Tuesday 13 November, 2018

Palestinian football chief: I'll appeal Messi incitement ban

 In this Friday, May 29, 2015 file photo Jibril Rajoub, president of the Palestinian Football Association speaks during the 65th FIFA Congress held at the Hallenstadion in Zurich, Switzerland.

In this Friday, May 29, 2015 file photo Jibril Rajoub, president of the Palestinian Football Association speaks during the 65th FIFA Congress held at the Hallenstadion in Zurich, Switzerland.

The head of Palestinian football said Saturday he will appeal FIFA's year-long ban on him for inciting against Argentine superstar Lionel Messi as part of his campaign to stop Argentina's national team from playing in Israel.

Jibril Rajoub told The Associated Press he was consulting with his lawyers and will "use every possible opportunity" to fight the decision. He spoke by phone from China and said he planned a press conference upon his return to Ramallah later this week.
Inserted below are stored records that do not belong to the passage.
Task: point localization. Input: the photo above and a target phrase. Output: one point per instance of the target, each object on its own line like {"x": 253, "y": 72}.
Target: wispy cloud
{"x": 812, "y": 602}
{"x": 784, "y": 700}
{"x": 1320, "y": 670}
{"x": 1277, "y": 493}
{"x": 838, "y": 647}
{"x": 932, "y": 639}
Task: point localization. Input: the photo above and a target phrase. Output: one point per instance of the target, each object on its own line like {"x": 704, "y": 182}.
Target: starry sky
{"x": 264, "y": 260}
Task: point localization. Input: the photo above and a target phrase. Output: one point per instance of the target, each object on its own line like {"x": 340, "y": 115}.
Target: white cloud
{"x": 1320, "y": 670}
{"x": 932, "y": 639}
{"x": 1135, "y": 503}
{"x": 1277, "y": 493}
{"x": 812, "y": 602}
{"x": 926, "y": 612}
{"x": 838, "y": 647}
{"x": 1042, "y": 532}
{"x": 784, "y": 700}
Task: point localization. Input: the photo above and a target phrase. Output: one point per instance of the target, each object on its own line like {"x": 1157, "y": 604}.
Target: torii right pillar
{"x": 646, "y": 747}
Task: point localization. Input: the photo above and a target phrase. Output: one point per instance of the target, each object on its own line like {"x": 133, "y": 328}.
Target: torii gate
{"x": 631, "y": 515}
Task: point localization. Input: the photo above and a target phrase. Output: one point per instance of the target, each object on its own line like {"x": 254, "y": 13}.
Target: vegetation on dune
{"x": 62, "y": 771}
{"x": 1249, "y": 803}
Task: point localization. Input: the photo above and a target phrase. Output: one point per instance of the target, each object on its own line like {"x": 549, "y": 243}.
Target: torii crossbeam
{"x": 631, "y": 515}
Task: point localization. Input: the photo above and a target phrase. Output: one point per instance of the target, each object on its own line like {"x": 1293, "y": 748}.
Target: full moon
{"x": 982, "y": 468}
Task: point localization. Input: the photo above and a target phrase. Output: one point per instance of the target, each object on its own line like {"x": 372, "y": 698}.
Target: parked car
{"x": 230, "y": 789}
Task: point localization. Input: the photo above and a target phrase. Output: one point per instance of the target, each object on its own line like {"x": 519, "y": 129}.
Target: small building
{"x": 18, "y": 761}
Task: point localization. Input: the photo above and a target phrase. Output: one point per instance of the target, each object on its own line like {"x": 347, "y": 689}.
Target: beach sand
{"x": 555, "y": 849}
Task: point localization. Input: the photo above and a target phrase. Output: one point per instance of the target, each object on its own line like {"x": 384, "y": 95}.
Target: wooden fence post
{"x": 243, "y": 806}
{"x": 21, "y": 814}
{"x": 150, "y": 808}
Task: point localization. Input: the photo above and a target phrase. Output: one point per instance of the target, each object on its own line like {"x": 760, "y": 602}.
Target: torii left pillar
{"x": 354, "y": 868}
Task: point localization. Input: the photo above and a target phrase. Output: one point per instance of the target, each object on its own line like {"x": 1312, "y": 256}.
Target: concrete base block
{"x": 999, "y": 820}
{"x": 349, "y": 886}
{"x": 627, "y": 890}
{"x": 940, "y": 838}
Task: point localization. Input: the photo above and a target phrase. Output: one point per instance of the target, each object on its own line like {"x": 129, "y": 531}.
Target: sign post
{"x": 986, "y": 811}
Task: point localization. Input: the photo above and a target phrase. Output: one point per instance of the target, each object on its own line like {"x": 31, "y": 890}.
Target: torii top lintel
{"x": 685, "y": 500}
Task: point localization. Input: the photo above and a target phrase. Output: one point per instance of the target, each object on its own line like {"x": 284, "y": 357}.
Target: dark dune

Rajoub's Palestine Football Association has lashed out at the decision by international football's ruling body as "absurd and lacking in evidence." FIFA said Jibril Rajoub "incited hatred and violence" by calling on football fans "to target the Argentinian Football Association and burn jerseys and pictures of Lionel Messi."

Argentina eventually abandoned the trip to Jerusalem for a game against Israel in June. Argentina Foreign Minister Jorge Faurie said at the time players felt "totally attacked, violated" after images emerged of the team's white and sky-blue striped jerseys stained with red paint resembling blood.

FIFA imposed the minimum ban allowed in its disciplinary code for inciting hatred or violence. It prevents Rajoub from attending matches or engaging with the media at or near stadiums on match days for a year. Rajoub, who is also head of the Palestinian Olympic Committee, was fined 20,000 Swiss francs ($20,300).

The punishment marks an embarrassing blow for Rajoub, who has long lobbied FIFA to sanction Israel for what he called its restriction of movement of Palestinian players.

Israel has rejected the Palestinian campaign as an attempt to politicize sports and has cited security concerns as the reason behind the occasional restrictions placed on Palestinian players, particularly in the Hamas-ruled Gaza Strip.

Rajoub's organization accused FIFA of bowing to pressure of "interest groups" and Jewish West Bank settlers who sought to punish Rajoub for his comments.